One reason corporates remain cautious, IEEFA notes, is that credible transition planning requires companies to spell out clear links between greenhouse gas reduction targets and concrete transition levers such as technology choices, capital expenditure, research and development priorities and changes in operations. BRSR does not mandate these linkages, nor does it require scenario analysis to test how business strategies would perform under different climate pathways. In contrast, ISSB standards require detailed disclosures on these aspects, increasing scrutiny of corporate strategies and financial assumptions.
Governance-related disclosures are another area of concern. Under ISSB, companies are expected to explain how boards and senior management oversee climate risks and opportunities, including whether executive remuneration is linked to climate outcomes. BRSR, however, focuses on broader ESG governance principles without climate-specific accountability requirements. For many Indian firms, moving towards ISSB-aligned disclosures could mean exposing internal decision-making processes that have so far remained opaque.
IEEFA also highlights that implementation and funding strategies for transition plans remain underdeveloped in India’s reporting regime. ISSB requires companies to disclose expected impacts of transition plans on financial position, cash flows and investment strategies. BRSR limits disclosures largely to reporting capital expenditure or R&D that generates environmental or social benefits, without requiring companies to explain how these investments align with long-term climate targets. This gap, the report suggests, fuels corporate unease about committing to disclosures that could later be questioned by investors or regulators.
Stakeholder engagement presents a mixed picture. BRSR includes relatively strong indicators on social and community engagement, an area where it goes beyond ISSB’s largely narrative requirements. However, climate-specific dependencies—such as impacts on suppliers, customers and workforce transitions—are not adequately addressed, leaving investors without a clear view of value-chain risks.
IEEFA’s analysis is based on a climate transition plan framework informed by 18 international frameworks and consultations with regulators, companies, investors and research bodies. The framework draws heavily on the Transition Plan Taskforce (TPT) model, which IEEFA identifies as a robust global reference for transition disclosures.
“From an investor’s perspective, the key question is whether disclosures are decision-useful—whether they help assess transition risk, capital allocation plans and long-term resilience,” said Shantanu Srivastava, research lead for sustainable finance and climate risk at IEEFA. He added that ISSB provides clearer linkages between emissions targets, risks, opportunities and transition strategies, while BRSR offers limited granularity on climate transition readiness.
Energy analyst Tanya Rana noted that as more jurisdictions adopt ISSB-aligned standards, Indian corporates could face growing pressure to upgrade disclosures. “Without clearer guidance on climate transition planning under BRSR, companies may delay action, even as global capital markets move ahead,” she said.

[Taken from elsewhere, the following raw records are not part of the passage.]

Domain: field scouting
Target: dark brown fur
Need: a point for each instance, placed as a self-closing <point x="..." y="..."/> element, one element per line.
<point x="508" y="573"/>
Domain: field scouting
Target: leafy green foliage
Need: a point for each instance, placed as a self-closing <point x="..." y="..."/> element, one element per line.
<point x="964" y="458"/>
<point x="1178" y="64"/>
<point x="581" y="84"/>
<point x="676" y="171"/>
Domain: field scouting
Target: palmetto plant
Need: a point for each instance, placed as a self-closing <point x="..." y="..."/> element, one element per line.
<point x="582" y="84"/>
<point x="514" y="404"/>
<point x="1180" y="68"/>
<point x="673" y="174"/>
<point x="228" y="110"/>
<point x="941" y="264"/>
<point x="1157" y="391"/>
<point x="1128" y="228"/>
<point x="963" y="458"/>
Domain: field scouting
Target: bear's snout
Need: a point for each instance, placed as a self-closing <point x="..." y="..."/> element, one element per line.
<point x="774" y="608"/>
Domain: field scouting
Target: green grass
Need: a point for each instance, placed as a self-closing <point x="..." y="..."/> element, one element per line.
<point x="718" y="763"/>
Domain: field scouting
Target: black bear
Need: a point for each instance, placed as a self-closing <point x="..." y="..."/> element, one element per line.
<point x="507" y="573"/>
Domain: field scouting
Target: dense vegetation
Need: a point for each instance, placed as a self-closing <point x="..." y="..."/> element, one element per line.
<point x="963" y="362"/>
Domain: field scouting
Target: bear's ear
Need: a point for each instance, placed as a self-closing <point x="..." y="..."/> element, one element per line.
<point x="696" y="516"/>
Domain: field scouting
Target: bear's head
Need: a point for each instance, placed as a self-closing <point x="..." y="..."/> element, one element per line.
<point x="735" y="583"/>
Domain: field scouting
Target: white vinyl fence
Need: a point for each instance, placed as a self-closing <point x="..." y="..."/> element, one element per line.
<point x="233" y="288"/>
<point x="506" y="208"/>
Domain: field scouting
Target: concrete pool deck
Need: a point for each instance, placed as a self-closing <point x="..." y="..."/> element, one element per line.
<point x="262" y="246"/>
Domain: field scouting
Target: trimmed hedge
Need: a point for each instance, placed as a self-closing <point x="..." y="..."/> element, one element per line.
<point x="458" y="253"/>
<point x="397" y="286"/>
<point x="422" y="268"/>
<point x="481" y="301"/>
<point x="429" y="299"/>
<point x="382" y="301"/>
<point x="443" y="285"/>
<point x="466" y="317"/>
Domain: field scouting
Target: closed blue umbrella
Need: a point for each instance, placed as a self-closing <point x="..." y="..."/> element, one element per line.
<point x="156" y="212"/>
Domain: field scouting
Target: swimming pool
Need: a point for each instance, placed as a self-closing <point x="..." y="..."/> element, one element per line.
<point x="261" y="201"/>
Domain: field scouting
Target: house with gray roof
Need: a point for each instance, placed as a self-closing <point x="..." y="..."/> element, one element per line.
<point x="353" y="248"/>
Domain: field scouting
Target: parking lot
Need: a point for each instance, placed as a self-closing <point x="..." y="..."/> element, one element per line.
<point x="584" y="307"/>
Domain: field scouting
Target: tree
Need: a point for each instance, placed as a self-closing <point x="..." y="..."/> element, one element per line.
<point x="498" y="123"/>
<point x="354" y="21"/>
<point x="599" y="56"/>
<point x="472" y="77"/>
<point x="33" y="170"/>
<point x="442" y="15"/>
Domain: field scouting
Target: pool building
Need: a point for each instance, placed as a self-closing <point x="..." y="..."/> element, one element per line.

IEEFA concludes that neither BRSR nor ISSB alone provides a fully comprehensive picture of corporate transition plans. However, aligning India’s disclosure architecture more closely with global climate-specific standards could reduce uncertainty, improve investor confidence and help Indian companies navigate the shift from climate ambition to implementation—provided corporates are supported through clearer guidance and regulatory coherence.